Pakistan : le « changement de régime » concocté à Washington bloqué pour l’instant

Quelques heures avant le vote de censure du 3 avril, visant à chasser du pouvoir le Premier ministre pakistanais Imran Khan, celui-ci a dissous le Parlement et convoqué des élections anticipées. L’opposition, contestant cette mesure, a saisi la Cour suprême afin de la faire déclarer inconstitutionnelle. Si la Cour ne donne pas suite, les élections se tiendront dans 90 jours.

Pour les alliés de Khan, les instigateurs de cette motion de censure sont des « amis de l’Amérique » et des « traîtres à leur pays ». Selon Khan lui-même, le secrétaire d’État américain adjoint aux affaires d’Asie du Sud et d’Asie centrale, Donald Lu, est impliqué dans la « conspiration étrangère » pour renverser le gouvernement par un vote de défiance. Donald Lu aurait transmis directement des menaces à l’ambassadeur du Pakistan aux États-Unis. Par ailleurs, un autre haut responsable américain aurait promis une « amélioration » des relations américano-pakistanaises après le départ du Premier ministre actuel.

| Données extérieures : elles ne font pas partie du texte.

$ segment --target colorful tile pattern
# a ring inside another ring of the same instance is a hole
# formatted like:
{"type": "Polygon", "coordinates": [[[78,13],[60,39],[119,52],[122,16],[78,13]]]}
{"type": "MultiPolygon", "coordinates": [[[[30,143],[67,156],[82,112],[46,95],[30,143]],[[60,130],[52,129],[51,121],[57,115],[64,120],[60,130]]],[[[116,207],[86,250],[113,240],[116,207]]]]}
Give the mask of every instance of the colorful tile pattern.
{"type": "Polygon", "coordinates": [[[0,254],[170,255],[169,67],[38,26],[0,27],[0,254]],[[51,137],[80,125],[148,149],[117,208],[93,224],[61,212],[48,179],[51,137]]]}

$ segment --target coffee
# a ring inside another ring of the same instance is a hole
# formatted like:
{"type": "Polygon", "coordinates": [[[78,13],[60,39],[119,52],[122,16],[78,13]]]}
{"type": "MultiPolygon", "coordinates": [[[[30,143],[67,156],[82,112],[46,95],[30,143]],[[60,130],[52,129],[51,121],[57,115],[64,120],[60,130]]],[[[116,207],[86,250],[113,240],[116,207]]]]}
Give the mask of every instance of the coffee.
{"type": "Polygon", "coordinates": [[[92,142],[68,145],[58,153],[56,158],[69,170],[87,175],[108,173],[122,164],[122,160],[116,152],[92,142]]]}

Le Washington Post, comme on le sait, est habitué à promouvoir les opérations de changement de régime contre les gouvernements hostiles à « l’ordre fondé sur des règles » des Anglo-Américains. En l’occurrence, le quotidien a accusé Khan de « mal gérer l’économie », de rechercher l’« affrontement politique » et, pour en venir à l’essentiel, de vouloir s’éloigner des États-Unis en matière de politique étrangère pour se rapprocher de « régimes autoritaires ». En effet, Imran Kahn a refusé de soutenir les dénonciations de la Russie formulées par les États-Unis et l’OTAN, ainsi que les sanctions imposées à Moscou, préférant éviter de prendre parti et rester en dehors des manipulations géopolitiques. En outre, il a noué une alliance étroite avec Xi Jinping et la Chine. Son offre de médiation entre les États-Unis et la Chine a cependant été ignorée par les responsables américains, qui font pression sur Beijing pour se distancer de la Russie.

Le Post mentionne une raison supplémentaire de vouloir renverser Imran Khan : le projet qu’il aurait de remplacer le système parlementaire pakistanais par un système présidentiel. Etant donné que la quasi-totalité des Premiers ministres pakistanais ont été évincés du pouvoir avant la fin de leur mandat, du fait même que le système parlementaire est plus sujet à l’influence d’intérêts privés et étrangers, un tel changement donnerait au Président une plus grande indépendance et les moyens de se battre pour les intérêts du peuple au-delà des partis.

Imran Khan appelle donc la jeunesse pakistanaise à se rallier à lui pour assurer à l’avenir l’indépendance et la souveraineté de la nation. Il a aussi rappelé le rôle de Washington dans l’élimination de l’ancien président puis Premier ministre, Ali Bhutto, renversé par un coup d’État en 1977, puis pendu en 1979. Le secrétaire d’État américain Henry Kissinger avait directement menacé de faire du Pakistan un « exemple horrible » si Bhutto n’annulait pas la construction d’une usine de retraitement nucléaire. La dissolution du parlement par Imran Khan est vue comme une défense de la nation contre les héritiers géopolitiques de Kissinger.